Genau deshalb kann Berichterstattung eben doch problematisch sein. Denn Medien gestalten den öffentlichen Diskurs entscheidend mit. Anders gesagt: Auf welche Weise Medien berichten, beeinflusst unsere Wahrnehmung. Wenn nur von verschiedenen “Lagern” gesprochen wird, wenn sich alles um Auseinandersetzung und Schuldzuweisungen dreht, dann kann das eine Spaltung der Gesellschaft vorantreiben. Dafür brauchen wir gar nicht in die USA schauen, dafür reicht schon ein Blick auf die Ampel.
Natürlich ist es die Aufgabe der Medien, auch über Krieg und Konflikte zu berichten.
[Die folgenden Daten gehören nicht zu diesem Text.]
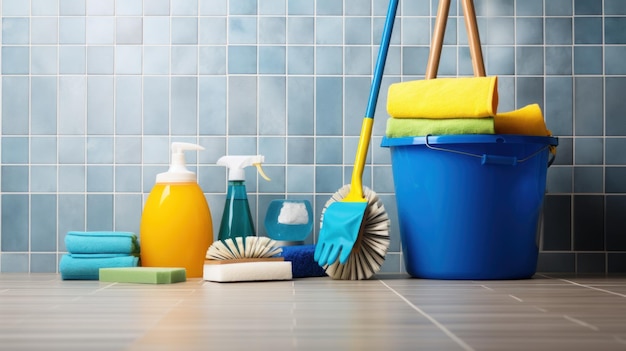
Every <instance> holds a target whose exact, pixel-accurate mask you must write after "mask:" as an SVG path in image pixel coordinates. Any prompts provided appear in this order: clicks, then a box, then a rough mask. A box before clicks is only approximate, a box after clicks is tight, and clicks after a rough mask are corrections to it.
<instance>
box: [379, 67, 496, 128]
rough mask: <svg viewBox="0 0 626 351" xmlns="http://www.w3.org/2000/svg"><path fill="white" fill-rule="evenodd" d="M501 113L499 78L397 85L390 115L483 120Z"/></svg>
mask: <svg viewBox="0 0 626 351" xmlns="http://www.w3.org/2000/svg"><path fill="white" fill-rule="evenodd" d="M497 109H498V78H497V77H496V76H493V77H461V78H436V79H426V80H415V81H410V82H401V83H394V84H391V85H390V86H389V90H388V92H387V113H388V114H389V116H391V117H394V118H416V117H417V118H483V117H493V116H495V115H496V112H497Z"/></svg>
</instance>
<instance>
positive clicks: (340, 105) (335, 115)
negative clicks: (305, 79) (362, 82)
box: [315, 77, 343, 135]
mask: <svg viewBox="0 0 626 351" xmlns="http://www.w3.org/2000/svg"><path fill="white" fill-rule="evenodd" d="M315 88H316V102H315V104H316V114H317V116H316V119H315V133H316V135H342V132H343V128H342V124H343V123H342V112H343V109H342V105H343V98H342V96H343V82H342V79H341V78H323V77H321V78H317V79H316V85H315Z"/></svg>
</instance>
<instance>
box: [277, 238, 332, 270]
mask: <svg viewBox="0 0 626 351" xmlns="http://www.w3.org/2000/svg"><path fill="white" fill-rule="evenodd" d="M282 249H283V252H282V253H281V256H282V257H284V258H285V261H290V262H291V272H292V276H293V277H294V278H306V277H325V276H327V274H326V271H324V268H322V267H320V265H319V264H317V262H315V260H314V259H313V253H315V245H295V246H283V247H282Z"/></svg>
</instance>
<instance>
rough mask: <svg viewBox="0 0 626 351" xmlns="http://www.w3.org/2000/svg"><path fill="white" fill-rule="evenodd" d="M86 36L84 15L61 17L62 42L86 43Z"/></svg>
mask: <svg viewBox="0 0 626 351" xmlns="http://www.w3.org/2000/svg"><path fill="white" fill-rule="evenodd" d="M86 38H87V32H86V24H85V18H84V17H59V43H60V44H85V42H86Z"/></svg>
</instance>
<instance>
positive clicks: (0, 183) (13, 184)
mask: <svg viewBox="0 0 626 351" xmlns="http://www.w3.org/2000/svg"><path fill="white" fill-rule="evenodd" d="M0 168H1V170H2V171H1V175H2V179H1V182H0V188H1V189H2V192H4V193H16V192H27V191H28V167H26V166H2V167H0Z"/></svg>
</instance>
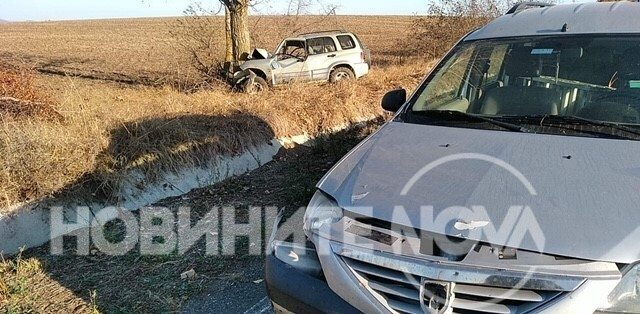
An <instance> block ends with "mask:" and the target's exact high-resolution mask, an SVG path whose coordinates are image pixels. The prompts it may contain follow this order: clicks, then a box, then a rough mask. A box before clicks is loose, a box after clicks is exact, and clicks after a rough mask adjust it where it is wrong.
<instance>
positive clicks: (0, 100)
mask: <svg viewBox="0 0 640 314" xmlns="http://www.w3.org/2000/svg"><path fill="white" fill-rule="evenodd" d="M23 117H39V118H44V119H48V120H61V119H62V116H61V115H60V114H59V113H58V112H57V111H56V110H55V109H54V108H53V106H52V102H51V100H50V99H49V97H47V96H46V95H44V94H42V93H41V92H40V91H39V90H38V88H37V86H36V81H35V73H34V72H33V71H32V70H30V69H26V68H21V67H16V66H9V65H6V64H1V63H0V120H4V119H11V118H23Z"/></svg>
Die große Frage ist, wie sie das tun. Oftmals greifen Medien Konflikte nicht nur auf, sondern befeuern sie – ob bewusst, durch sensationsheischenden Schlagzeilenjournalismus, oder unbewusst, durch einseitige Berichterstattung oder Wortwahl.
Doch es geht auch anders. Überall auf der Welt setzen sich Journalist:innen für Frieden und Zusammenarbeit ein, in ihrer Sprache und ihrem Handeln. Einer dieser Journalisten ist Nischal Sanghavi. Er ist einer der Verantwortlichen der Plattform Journalists for Change, die sich für den Austausch zwischen indischen und pakistanischen Journalist:innen einsetzt und Projekte zur gemeinsamen Berichterstattung fördert. Er erklärt im Gespräch, was sein Einsatz bei Journalists for Change für ihn bedeutet, und warum “Peace Journalism” – oder auf deutsch: Friedensjournalismus – in der heutigen Gesellschaft nicht nur an Bedeutung gewinnt, sondern auch an Zuspruch.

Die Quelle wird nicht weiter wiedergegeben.